Testimony will be Whitaker’s first since he took over for Jeff Sessions in October

Acting Attorney General Matthew Whitaker has agreed to testify before the House Judiciary Committee on Feb. 8, 2019. (Douglas Graham/CQ Roll Call file photo)
Acting Attorney General Matthew Whitaker has agreed to testify before the House Judiciary Committee on Feb. 8, 2019. (Douglas Graham/CQ Roll Call file photo)

House Judiciary Committee Chairman Jerrold Nadler and acting Attorney General Matthew Whitaker have agreed for Whitaker to testify before the committee in early February, partial government shutdown or no.

The appearance is scheduled for Friday, Feb. 8, at 9:30 a.m.

“Thank you for continuing to work with us to find a time for you to testify before the House Committee on the Judiciary,” Nadler wrote in a letter to Whitaker on Tuesday. “I am happy to have reached an agreement for you to appear.”
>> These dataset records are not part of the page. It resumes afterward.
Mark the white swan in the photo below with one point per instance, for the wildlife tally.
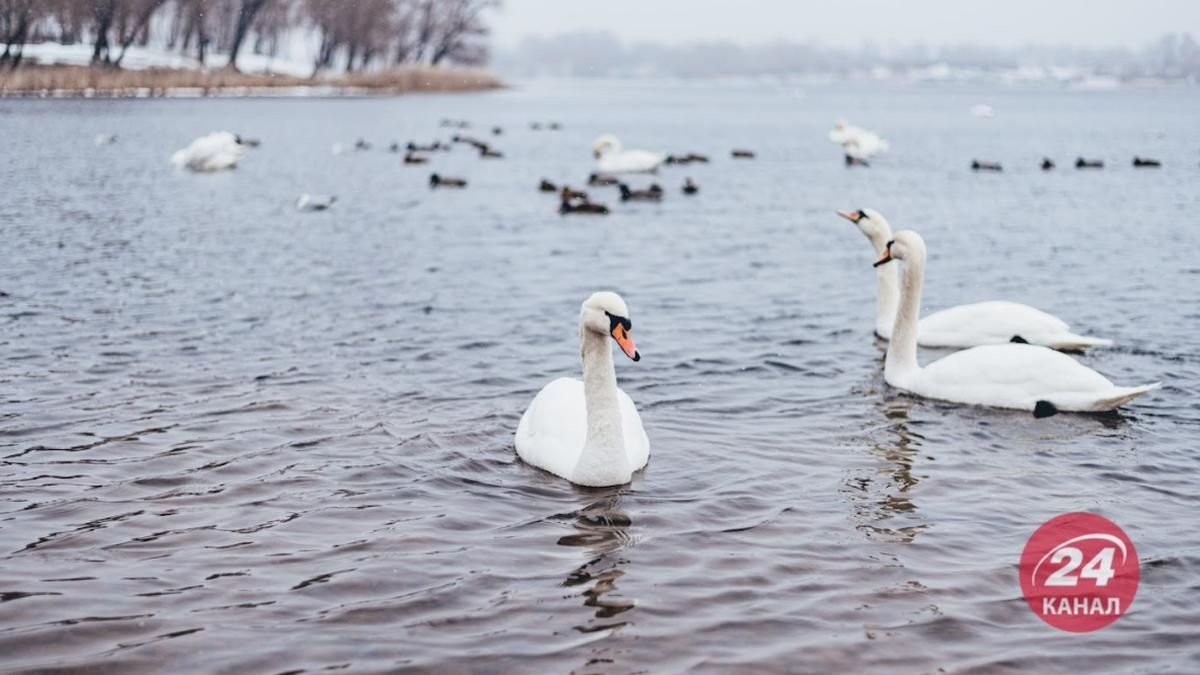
(964, 326)
(612, 160)
(857, 142)
(216, 151)
(589, 431)
(1006, 376)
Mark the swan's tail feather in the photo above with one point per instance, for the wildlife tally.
(1122, 395)
(1072, 342)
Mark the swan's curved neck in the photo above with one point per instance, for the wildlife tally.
(901, 359)
(887, 298)
(604, 459)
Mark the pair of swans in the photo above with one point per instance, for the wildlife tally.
(964, 326)
(216, 151)
(591, 432)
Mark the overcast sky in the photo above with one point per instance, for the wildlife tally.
(1091, 23)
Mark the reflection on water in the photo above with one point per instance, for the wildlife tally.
(240, 438)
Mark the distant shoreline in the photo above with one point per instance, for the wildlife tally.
(99, 82)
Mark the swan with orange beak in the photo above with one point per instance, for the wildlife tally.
(589, 431)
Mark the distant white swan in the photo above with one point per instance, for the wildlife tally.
(611, 159)
(964, 326)
(216, 151)
(1007, 376)
(315, 202)
(857, 142)
(589, 431)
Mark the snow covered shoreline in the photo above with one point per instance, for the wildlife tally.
(58, 71)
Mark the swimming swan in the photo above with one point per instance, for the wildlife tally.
(964, 326)
(1006, 376)
(856, 142)
(589, 431)
(216, 151)
(612, 160)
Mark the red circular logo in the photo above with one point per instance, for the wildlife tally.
(1079, 572)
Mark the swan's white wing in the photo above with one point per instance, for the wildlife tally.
(987, 323)
(553, 429)
(996, 322)
(629, 161)
(215, 151)
(1018, 376)
(637, 444)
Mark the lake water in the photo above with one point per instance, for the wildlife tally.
(241, 438)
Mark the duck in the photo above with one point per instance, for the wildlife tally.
(569, 193)
(1015, 376)
(611, 159)
(445, 181)
(652, 193)
(581, 207)
(600, 180)
(469, 141)
(690, 157)
(857, 142)
(315, 203)
(964, 326)
(216, 151)
(589, 431)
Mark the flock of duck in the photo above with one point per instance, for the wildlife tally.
(588, 431)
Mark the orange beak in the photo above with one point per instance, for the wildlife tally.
(627, 344)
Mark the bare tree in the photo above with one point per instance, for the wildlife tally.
(17, 17)
(459, 28)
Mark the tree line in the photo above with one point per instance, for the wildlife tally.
(352, 34)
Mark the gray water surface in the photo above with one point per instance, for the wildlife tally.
(240, 438)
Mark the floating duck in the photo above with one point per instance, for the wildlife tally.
(445, 181)
(315, 203)
(652, 193)
(569, 193)
(599, 179)
(985, 166)
(585, 207)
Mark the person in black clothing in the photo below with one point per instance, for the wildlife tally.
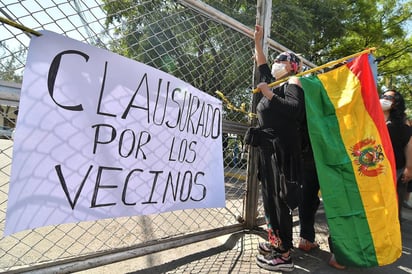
(393, 106)
(280, 113)
(310, 202)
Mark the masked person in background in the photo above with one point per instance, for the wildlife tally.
(280, 113)
(393, 106)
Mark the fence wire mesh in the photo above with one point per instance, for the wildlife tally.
(167, 35)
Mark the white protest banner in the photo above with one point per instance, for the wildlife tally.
(102, 136)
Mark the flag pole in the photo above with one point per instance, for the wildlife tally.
(331, 63)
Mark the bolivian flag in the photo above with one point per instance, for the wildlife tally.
(355, 164)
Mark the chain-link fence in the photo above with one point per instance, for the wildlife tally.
(187, 39)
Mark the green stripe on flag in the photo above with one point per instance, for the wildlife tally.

Whitaker has not appeared for testimony in the three months since he took over from fired Attorney General Jeff Sessions. Sessions last came before the committee more than 15 months ago, on Nov. 14, 2017.

Whitaker spoke with House Democrats by phone in November and agreed to testify once Democrats took control of the House.

Democrats have raised red flags about previous comments Whitaker made before he was elevated to acting AG where he cast doubt on the need for a special counsel to investigate Russian election interference in 2016 and possible ties between the 2016 Trump campaign and Russian officials.

Nadler rejected Whitaker’s previous request to delay his appearance before the panel to mid-February “so long as [the Justice Department] is at least two weeks removed from a partial government shutdown.”

In a letter to Whitaker last week, Nadler cited internal Justice Department guidance from 1995, when the Office of Legal Counsel wrote that, in the event of a government shutdown, “the Department may continue activities such as providing testimony at hearings if the Department’s participation is necessary for the hearing to be effective.”

In his letter Tuesday, Nadler advised Whitaker to “provide direct answers,” and, if he plans to avoid certain questions by invoking executive privilege, to consult with the White House counsel to prepare for such invocations.

“The Committee will expect you to provide direct answers to questions asked by members of both parties,” Nadler wrote. “If you plan to invoke executive privilege in an attempt to avoid answering any particular question, I ask that you consult with the White House well in advance of the hearing.”